So I could rephrase your last sentence as "so quit your whining and either
invest in your workforce so that they have the skills that you need, or raise
the pay you're offering until you get your workers at a rate that technically
has no limits."

If we're part of the labor market "like everyone else", then why does our
particular segment of the industry spend so much money and time lobbying for
special visas and other types of consideration from the government? Like I've
said many times here on HN, I support a greater emphasis on skilled
immigration. But when a software developer in SF earns only a bit more than a
dental hygienist and a bit less than a registered nurse, I don't think that
the software developer "shortage" is any more acute than the shortage of
skilled workers in every other segment of the economy.

------
Eiriksmal
See this HN article[0] and, specifically, the interesting chain of comments
starting with Mr.

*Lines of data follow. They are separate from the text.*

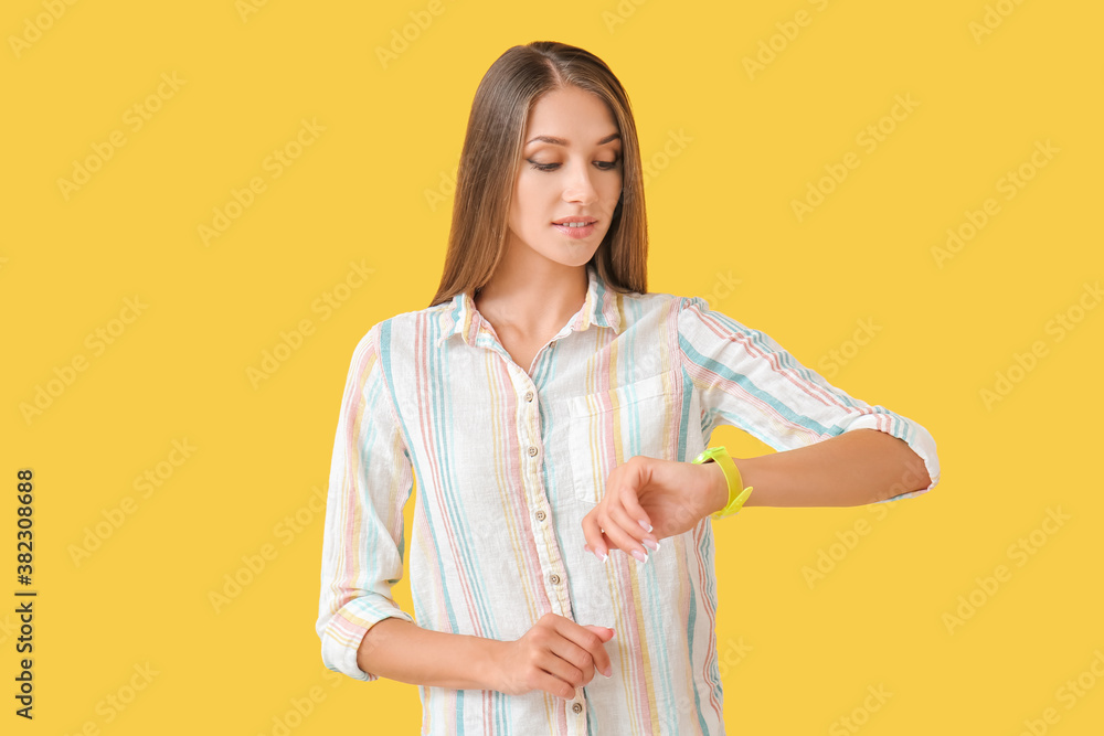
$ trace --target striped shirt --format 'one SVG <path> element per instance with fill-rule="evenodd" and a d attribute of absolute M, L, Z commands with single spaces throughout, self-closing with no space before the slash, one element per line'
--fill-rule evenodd
<path fill-rule="evenodd" d="M 829 385 L 766 334 L 696 297 L 618 294 L 587 265 L 580 310 L 514 363 L 467 294 L 373 326 L 338 419 L 316 631 L 325 665 L 375 680 L 357 649 L 376 621 L 514 640 L 544 614 L 608 626 L 614 676 L 543 692 L 420 686 L 423 734 L 723 734 L 711 522 L 647 563 L 583 548 L 583 516 L 636 455 L 689 461 L 714 427 L 777 450 L 871 428 L 938 482 L 924 427 Z M 414 616 L 402 577 L 414 480 Z M 725 522 L 718 522 L 725 523 Z"/>

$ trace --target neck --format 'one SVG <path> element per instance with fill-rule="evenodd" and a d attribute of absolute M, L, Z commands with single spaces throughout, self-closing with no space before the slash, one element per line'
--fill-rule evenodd
<path fill-rule="evenodd" d="M 559 330 L 586 299 L 586 265 L 565 266 L 533 254 L 528 263 L 502 260 L 476 292 L 476 309 L 501 333 L 530 335 Z"/>

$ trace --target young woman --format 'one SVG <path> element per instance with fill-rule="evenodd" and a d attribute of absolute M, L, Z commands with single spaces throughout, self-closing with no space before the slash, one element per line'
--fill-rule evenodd
<path fill-rule="evenodd" d="M 423 734 L 723 733 L 709 515 L 742 483 L 723 454 L 691 461 L 720 424 L 784 450 L 734 463 L 749 505 L 938 480 L 922 426 L 648 294 L 646 256 L 617 78 L 574 46 L 508 50 L 476 92 L 438 291 L 358 344 L 329 481 L 323 662 L 420 685 Z M 416 623 L 391 597 L 415 478 Z"/>

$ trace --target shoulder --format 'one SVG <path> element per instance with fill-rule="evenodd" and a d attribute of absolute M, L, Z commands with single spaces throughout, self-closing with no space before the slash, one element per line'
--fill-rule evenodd
<path fill-rule="evenodd" d="M 452 301 L 400 312 L 373 323 L 357 342 L 354 353 L 364 355 L 392 352 L 396 348 L 413 346 L 417 337 L 440 334 L 452 327 L 455 313 Z"/>

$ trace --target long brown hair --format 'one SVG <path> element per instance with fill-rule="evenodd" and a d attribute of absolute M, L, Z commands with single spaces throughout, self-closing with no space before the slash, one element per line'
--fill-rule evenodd
<path fill-rule="evenodd" d="M 554 41 L 508 49 L 476 89 L 456 175 L 453 224 L 440 285 L 429 306 L 481 288 L 506 247 L 526 121 L 537 100 L 575 86 L 602 98 L 622 139 L 622 194 L 592 264 L 618 291 L 647 291 L 648 223 L 640 143 L 628 95 L 605 62 Z"/>

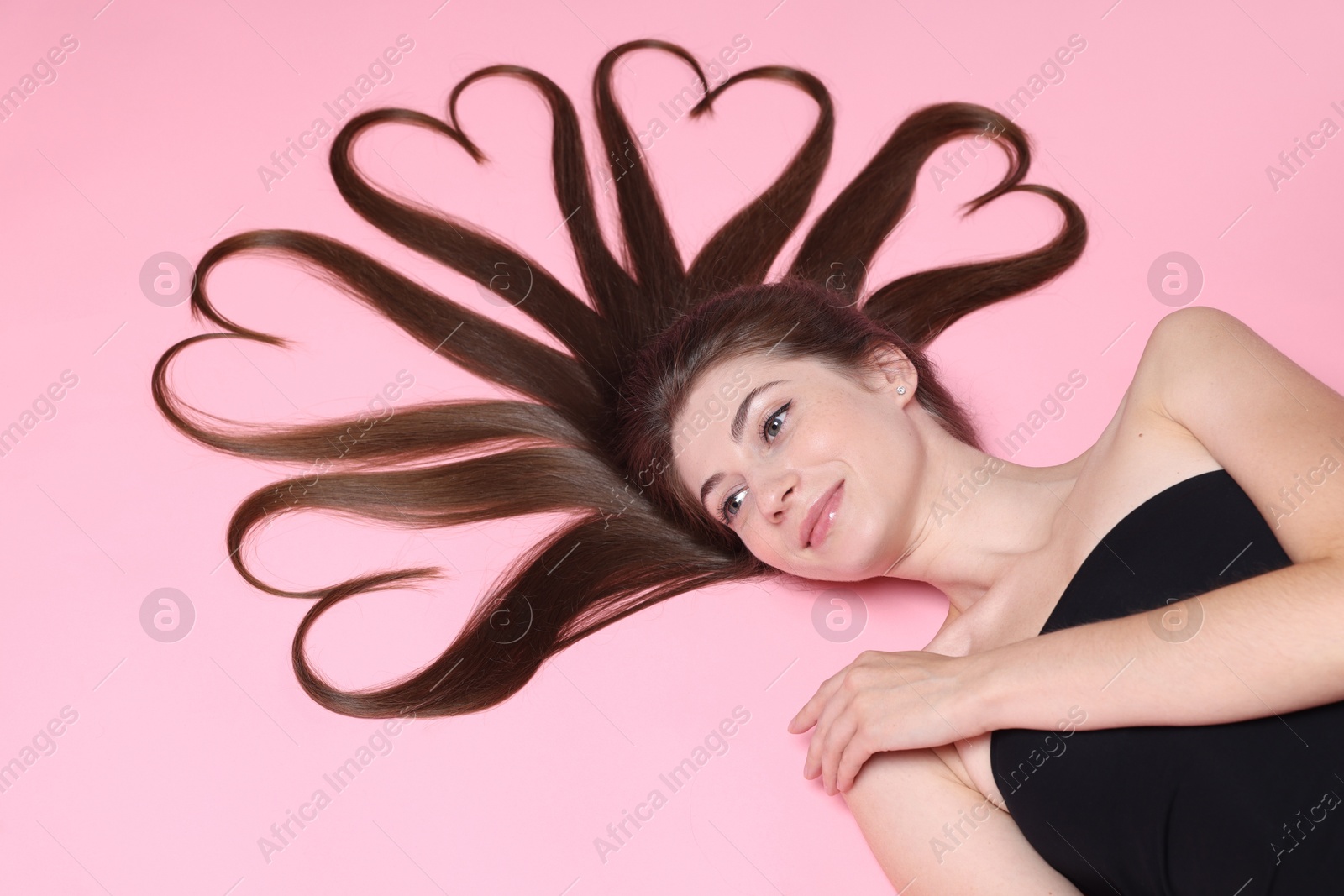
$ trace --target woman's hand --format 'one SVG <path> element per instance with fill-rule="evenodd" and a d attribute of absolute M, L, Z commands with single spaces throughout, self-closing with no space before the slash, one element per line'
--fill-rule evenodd
<path fill-rule="evenodd" d="M 836 794 L 853 786 L 875 752 L 937 747 L 988 731 L 972 711 L 973 660 L 926 650 L 860 653 L 789 723 L 792 733 L 817 725 L 802 776 L 820 774 L 827 793 Z"/>

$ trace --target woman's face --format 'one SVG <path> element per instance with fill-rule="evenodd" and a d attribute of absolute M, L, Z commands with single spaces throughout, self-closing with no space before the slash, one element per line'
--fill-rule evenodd
<path fill-rule="evenodd" d="M 777 570 L 883 575 L 910 537 L 925 451 L 907 416 L 915 373 L 895 349 L 878 357 L 871 391 L 812 359 L 751 355 L 707 369 L 673 420 L 671 474 L 692 497 L 708 482 L 706 516 Z"/>

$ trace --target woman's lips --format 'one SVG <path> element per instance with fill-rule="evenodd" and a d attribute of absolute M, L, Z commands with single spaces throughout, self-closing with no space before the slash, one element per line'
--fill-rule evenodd
<path fill-rule="evenodd" d="M 844 492 L 844 480 L 836 482 L 831 492 L 823 494 L 817 501 L 816 517 L 812 521 L 812 531 L 804 539 L 804 547 L 816 548 L 827 537 L 827 532 L 831 531 L 831 524 L 835 523 L 836 510 L 840 509 L 840 498 Z"/>

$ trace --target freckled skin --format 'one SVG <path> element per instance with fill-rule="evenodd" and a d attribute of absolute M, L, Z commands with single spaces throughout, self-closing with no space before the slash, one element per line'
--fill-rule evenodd
<path fill-rule="evenodd" d="M 919 519 L 910 508 L 927 461 L 918 430 L 937 423 L 914 400 L 918 380 L 905 356 L 887 348 L 876 357 L 882 372 L 866 377 L 872 391 L 810 359 L 730 359 L 699 377 L 673 420 L 673 431 L 681 431 L 698 411 L 719 408 L 719 419 L 679 445 L 673 474 L 692 496 L 699 496 L 710 476 L 724 474 L 706 498 L 706 513 L 712 517 L 745 488 L 730 505 L 731 529 L 771 567 L 810 579 L 855 582 L 883 575 L 900 559 Z M 722 402 L 719 387 L 734 382 L 735 373 L 741 383 L 742 372 L 747 386 Z M 753 402 L 742 442 L 732 442 L 738 404 L 770 380 L 789 382 Z M 905 395 L 896 392 L 899 386 L 906 387 Z M 786 403 L 788 411 L 774 416 Z M 769 443 L 761 434 L 766 423 Z M 831 532 L 820 545 L 800 548 L 798 527 L 812 501 L 841 480 L 841 505 Z"/>

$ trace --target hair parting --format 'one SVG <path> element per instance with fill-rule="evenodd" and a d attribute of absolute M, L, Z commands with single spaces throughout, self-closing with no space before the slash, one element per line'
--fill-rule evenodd
<path fill-rule="evenodd" d="M 723 91 L 755 79 L 801 90 L 817 106 L 810 133 L 778 179 L 727 220 L 689 265 L 676 249 L 644 156 L 629 168 L 616 161 L 634 136 L 614 101 L 612 75 L 620 58 L 636 50 L 669 52 L 694 70 L 703 98 L 691 109 L 692 118 L 711 111 Z M 548 103 L 555 200 L 562 210 L 577 210 L 564 227 L 582 297 L 469 222 L 379 191 L 355 165 L 356 138 L 382 124 L 425 128 L 487 163 L 458 122 L 457 101 L 469 85 L 496 75 L 520 78 Z M 472 73 L 452 90 L 446 121 L 410 109 L 355 116 L 331 148 L 332 177 L 356 214 L 503 298 L 512 301 L 500 285 L 501 270 L 508 281 L 526 283 L 526 298 L 516 308 L 563 351 L 319 234 L 241 232 L 211 246 L 195 269 L 192 317 L 226 332 L 168 348 L 152 373 L 153 399 L 173 427 L 202 445 L 309 469 L 243 498 L 228 523 L 226 547 L 234 568 L 255 588 L 316 599 L 294 633 L 292 660 L 304 690 L 333 712 L 356 717 L 478 712 L 521 689 L 548 657 L 632 613 L 685 591 L 775 574 L 706 514 L 677 477 L 667 474 L 677 439 L 672 422 L 696 377 L 719 361 L 771 351 L 851 372 L 868 364 L 874 347 L 894 345 L 918 372 L 921 404 L 952 435 L 978 447 L 968 414 L 938 382 L 926 347 L 962 316 L 1059 275 L 1087 240 L 1086 220 L 1073 200 L 1020 183 L 1031 150 L 1012 121 L 985 106 L 946 102 L 900 122 L 810 224 L 788 273 L 766 283 L 831 157 L 835 111 L 825 86 L 798 69 L 762 66 L 710 89 L 684 48 L 633 40 L 598 63 L 593 99 L 614 179 L 621 261 L 598 227 L 574 105 L 531 69 L 497 64 Z M 1056 236 L 1020 255 L 925 270 L 868 290 L 868 266 L 906 214 L 921 167 L 943 144 L 988 133 L 1005 153 L 1008 171 L 962 214 L 1027 191 L 1062 211 Z M 239 326 L 211 305 L 206 289 L 211 270 L 247 253 L 298 263 L 434 353 L 519 398 L 419 404 L 372 427 L 359 419 L 263 426 L 181 403 L 168 388 L 168 368 L 190 345 L 245 339 L 288 347 L 284 339 Z M 353 439 L 352 431 L 358 431 Z M 314 467 L 320 473 L 312 473 Z M 254 529 L 273 514 L 310 509 L 407 529 L 530 513 L 571 517 L 504 570 L 435 660 L 394 682 L 341 690 L 305 654 L 317 618 L 352 595 L 413 587 L 442 574 L 433 567 L 390 570 L 310 591 L 286 591 L 253 575 L 243 548 Z"/>

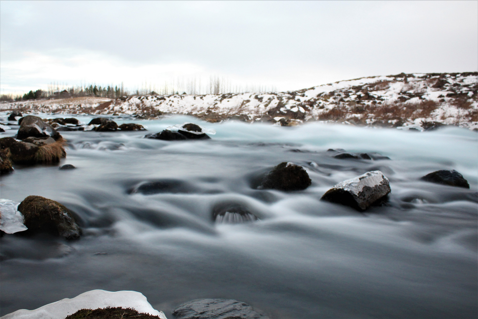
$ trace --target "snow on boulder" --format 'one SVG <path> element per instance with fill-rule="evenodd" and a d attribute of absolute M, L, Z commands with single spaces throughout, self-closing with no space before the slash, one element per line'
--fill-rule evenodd
<path fill-rule="evenodd" d="M 2 319 L 64 319 L 80 309 L 107 307 L 131 308 L 138 312 L 167 319 L 163 311 L 154 309 L 140 292 L 130 290 L 107 291 L 95 289 L 84 292 L 74 298 L 65 298 L 34 310 L 21 309 L 6 315 Z"/>
<path fill-rule="evenodd" d="M 274 167 L 262 180 L 261 188 L 281 190 L 302 190 L 312 181 L 305 169 L 290 162 L 283 162 Z"/>
<path fill-rule="evenodd" d="M 177 319 L 268 319 L 245 302 L 234 299 L 198 299 L 180 305 L 173 311 Z"/>
<path fill-rule="evenodd" d="M 372 171 L 339 183 L 321 199 L 364 210 L 390 191 L 388 178 L 380 171 Z"/>
<path fill-rule="evenodd" d="M 45 137 L 51 136 L 56 140 L 61 137 L 48 123 L 41 118 L 33 115 L 27 115 L 22 118 L 20 127 L 18 129 L 17 138 L 23 140 L 27 137 Z"/>
<path fill-rule="evenodd" d="M 463 187 L 465 188 L 470 188 L 468 181 L 463 177 L 463 175 L 454 169 L 451 171 L 442 169 L 433 172 L 425 175 L 421 179 L 426 182 L 444 185 Z"/>
<path fill-rule="evenodd" d="M 23 225 L 23 216 L 17 210 L 20 203 L 10 199 L 0 199 L 0 231 L 13 234 L 28 229 Z"/>

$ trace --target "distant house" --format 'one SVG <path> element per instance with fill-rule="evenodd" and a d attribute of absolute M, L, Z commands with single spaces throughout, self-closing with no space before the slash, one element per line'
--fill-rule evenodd
<path fill-rule="evenodd" d="M 70 96 L 70 93 L 66 90 L 63 90 L 63 91 L 56 91 L 53 92 L 53 94 L 55 97 L 64 97 Z"/>

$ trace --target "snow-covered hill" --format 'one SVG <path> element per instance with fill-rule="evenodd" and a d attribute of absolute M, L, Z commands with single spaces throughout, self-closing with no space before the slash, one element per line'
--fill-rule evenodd
<path fill-rule="evenodd" d="M 476 129 L 478 72 L 402 73 L 280 93 L 77 98 L 0 105 L 0 110 L 16 109 L 146 118 L 185 114 L 212 122 L 232 118 L 291 125 L 319 120 L 394 127 L 436 122 Z"/>

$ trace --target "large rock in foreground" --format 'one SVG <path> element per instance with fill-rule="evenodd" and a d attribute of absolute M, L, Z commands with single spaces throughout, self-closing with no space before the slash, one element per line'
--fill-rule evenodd
<path fill-rule="evenodd" d="M 346 180 L 329 189 L 321 199 L 364 210 L 390 192 L 390 184 L 380 171 Z"/>
<path fill-rule="evenodd" d="M 48 123 L 41 118 L 33 115 L 27 115 L 22 118 L 20 127 L 18 129 L 17 138 L 23 140 L 31 136 L 33 137 L 53 137 L 55 140 L 61 137 Z"/>
<path fill-rule="evenodd" d="M 468 181 L 463 177 L 463 175 L 454 169 L 451 171 L 442 169 L 433 172 L 425 175 L 421 179 L 426 182 L 444 185 L 463 187 L 465 188 L 470 188 Z"/>
<path fill-rule="evenodd" d="M 247 304 L 233 299 L 198 299 L 173 311 L 176 319 L 269 319 Z"/>
<path fill-rule="evenodd" d="M 283 162 L 264 177 L 260 188 L 302 190 L 312 183 L 305 168 L 290 162 Z"/>
<path fill-rule="evenodd" d="M 18 205 L 29 232 L 50 232 L 66 239 L 76 239 L 81 230 L 70 210 L 60 203 L 41 196 L 28 196 Z"/>

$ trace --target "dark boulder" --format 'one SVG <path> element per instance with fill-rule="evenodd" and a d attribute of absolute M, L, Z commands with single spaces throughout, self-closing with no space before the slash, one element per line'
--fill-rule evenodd
<path fill-rule="evenodd" d="M 76 239 L 81 235 L 81 230 L 71 212 L 54 200 L 41 196 L 28 196 L 17 209 L 23 215 L 23 223 L 28 228 L 22 233 L 49 232 L 66 239 Z"/>
<path fill-rule="evenodd" d="M 9 149 L 0 149 L 0 175 L 13 171 L 10 157 L 10 151 Z"/>
<path fill-rule="evenodd" d="M 269 172 L 260 187 L 281 190 L 301 190 L 312 182 L 305 168 L 293 163 L 283 162 Z"/>
<path fill-rule="evenodd" d="M 181 127 L 178 132 L 191 140 L 207 140 L 211 138 L 206 133 L 202 133 L 202 129 L 193 123 L 188 123 Z"/>
<path fill-rule="evenodd" d="M 55 140 L 61 137 L 61 135 L 48 123 L 45 123 L 41 118 L 33 115 L 27 115 L 23 118 L 18 129 L 17 138 L 23 140 L 27 137 L 47 137 L 51 136 Z"/>
<path fill-rule="evenodd" d="M 15 117 L 16 116 L 23 116 L 23 115 L 22 115 L 22 113 L 20 113 L 20 112 L 19 112 L 18 111 L 13 111 L 13 112 L 12 112 L 10 114 L 10 115 L 9 115 L 9 116 L 8 116 L 8 120 L 9 121 L 16 121 L 15 119 Z"/>
<path fill-rule="evenodd" d="M 121 131 L 140 131 L 146 130 L 141 124 L 136 123 L 127 123 L 122 124 L 118 128 Z"/>
<path fill-rule="evenodd" d="M 463 177 L 463 176 L 454 170 L 449 171 L 441 170 L 430 173 L 422 177 L 421 179 L 426 182 L 441 184 L 444 185 L 470 188 L 468 181 Z"/>
<path fill-rule="evenodd" d="M 91 124 L 94 124 L 95 125 L 101 125 L 103 123 L 107 122 L 109 121 L 110 121 L 106 118 L 104 117 L 98 117 L 95 119 L 93 119 L 90 121 L 90 122 L 88 123 L 88 125 L 91 125 Z"/>
<path fill-rule="evenodd" d="M 95 129 L 95 131 L 97 132 L 106 132 L 116 131 L 118 129 L 118 125 L 116 124 L 116 122 L 114 121 L 106 121 Z"/>
<path fill-rule="evenodd" d="M 390 191 L 388 179 L 380 171 L 372 171 L 339 183 L 321 199 L 361 211 L 383 200 Z"/>
<path fill-rule="evenodd" d="M 156 139 L 157 140 L 163 140 L 163 141 L 184 141 L 187 139 L 187 138 L 182 134 L 180 134 L 177 132 L 174 132 L 169 130 L 164 130 L 161 132 L 156 133 L 156 134 L 148 134 L 145 137 Z"/>
<path fill-rule="evenodd" d="M 337 154 L 334 156 L 334 158 L 338 158 L 339 159 L 358 159 L 360 158 L 358 156 L 355 155 L 355 154 L 352 154 L 352 153 L 340 153 L 340 154 Z"/>
<path fill-rule="evenodd" d="M 258 220 L 254 214 L 243 205 L 227 203 L 216 206 L 212 211 L 212 220 L 221 224 L 237 224 Z"/>
<path fill-rule="evenodd" d="M 173 310 L 176 319 L 269 319 L 244 302 L 233 299 L 197 299 Z"/>

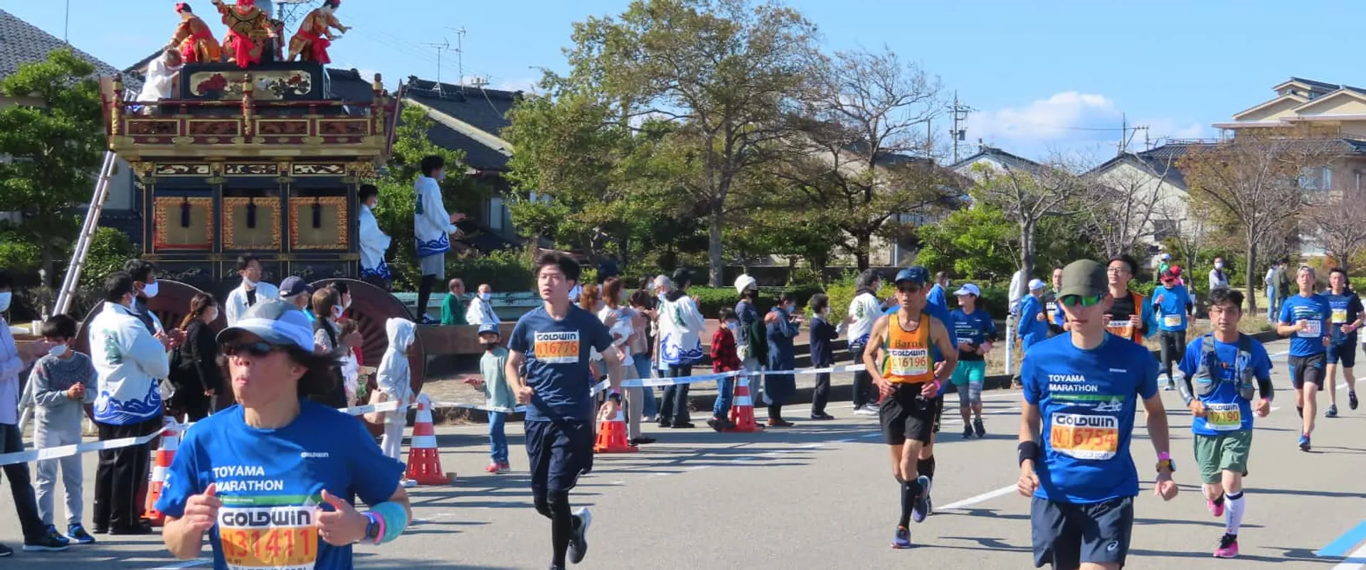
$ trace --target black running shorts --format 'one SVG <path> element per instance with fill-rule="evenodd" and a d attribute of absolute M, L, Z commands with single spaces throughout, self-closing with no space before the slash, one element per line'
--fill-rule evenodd
<path fill-rule="evenodd" d="M 934 434 L 936 415 L 943 410 L 944 400 L 921 395 L 925 385 L 893 385 L 892 393 L 882 398 L 877 417 L 882 424 L 882 438 L 889 446 L 899 446 L 907 439 L 930 443 Z M 938 405 L 936 405 L 938 401 Z"/>
<path fill-rule="evenodd" d="M 1134 530 L 1134 498 L 1074 505 L 1034 498 L 1030 506 L 1034 567 L 1081 567 L 1083 562 L 1124 567 Z"/>

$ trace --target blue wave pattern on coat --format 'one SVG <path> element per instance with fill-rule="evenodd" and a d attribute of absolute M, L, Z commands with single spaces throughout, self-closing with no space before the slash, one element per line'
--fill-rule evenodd
<path fill-rule="evenodd" d="M 116 400 L 101 391 L 94 401 L 94 420 L 102 424 L 126 425 L 145 421 L 161 413 L 161 387 L 156 382 L 142 400 Z"/>
<path fill-rule="evenodd" d="M 664 348 L 663 353 L 660 355 L 660 357 L 664 360 L 664 364 L 673 364 L 673 365 L 702 364 L 703 353 L 702 353 L 701 340 L 697 341 L 697 346 L 684 349 L 683 346 L 679 345 L 679 340 L 673 337 L 673 333 L 668 333 L 660 341 L 660 346 Z"/>
<path fill-rule="evenodd" d="M 451 237 L 444 233 L 434 240 L 430 241 L 417 240 L 417 243 L 418 243 L 419 258 L 426 258 L 429 255 L 441 255 L 445 254 L 447 251 L 451 251 Z"/>

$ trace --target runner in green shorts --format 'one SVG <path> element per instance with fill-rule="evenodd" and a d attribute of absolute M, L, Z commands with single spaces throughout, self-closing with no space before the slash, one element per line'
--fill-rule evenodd
<path fill-rule="evenodd" d="M 996 342 L 996 322 L 986 311 L 977 308 L 981 299 L 981 289 L 977 285 L 966 284 L 953 296 L 958 297 L 958 310 L 949 315 L 953 333 L 958 335 L 958 368 L 953 368 L 953 387 L 958 389 L 958 410 L 963 415 L 963 439 L 968 439 L 975 432 L 978 438 L 986 436 L 986 425 L 982 425 L 982 382 L 986 380 L 986 353 Z M 968 415 L 974 416 L 971 424 Z"/>
<path fill-rule="evenodd" d="M 1214 289 L 1209 304 L 1214 331 L 1186 345 L 1180 390 L 1194 416 L 1195 464 L 1205 480 L 1206 505 L 1214 517 L 1225 517 L 1214 556 L 1233 558 L 1246 511 L 1243 476 L 1253 446 L 1253 415 L 1265 417 L 1272 409 L 1272 360 L 1261 342 L 1238 331 L 1243 293 Z M 1254 389 L 1261 394 L 1255 404 Z"/>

Ptacek's ruminations on the article[1] that ends up linking
to Mr. O'Church's writing.

[0]
[https://news.ycombinator.com/item?id=8232746](https://news.ycombinator.com/item?id=8232746)
[1]
[https://news.ycombinator.com/item?id=8232992](https://news.ycombinator.com/item?id=8232992)

------
bottled_poe
"Oh, you're a software engineer. That means you can you fix my computer,
right?" -> Frowning ensues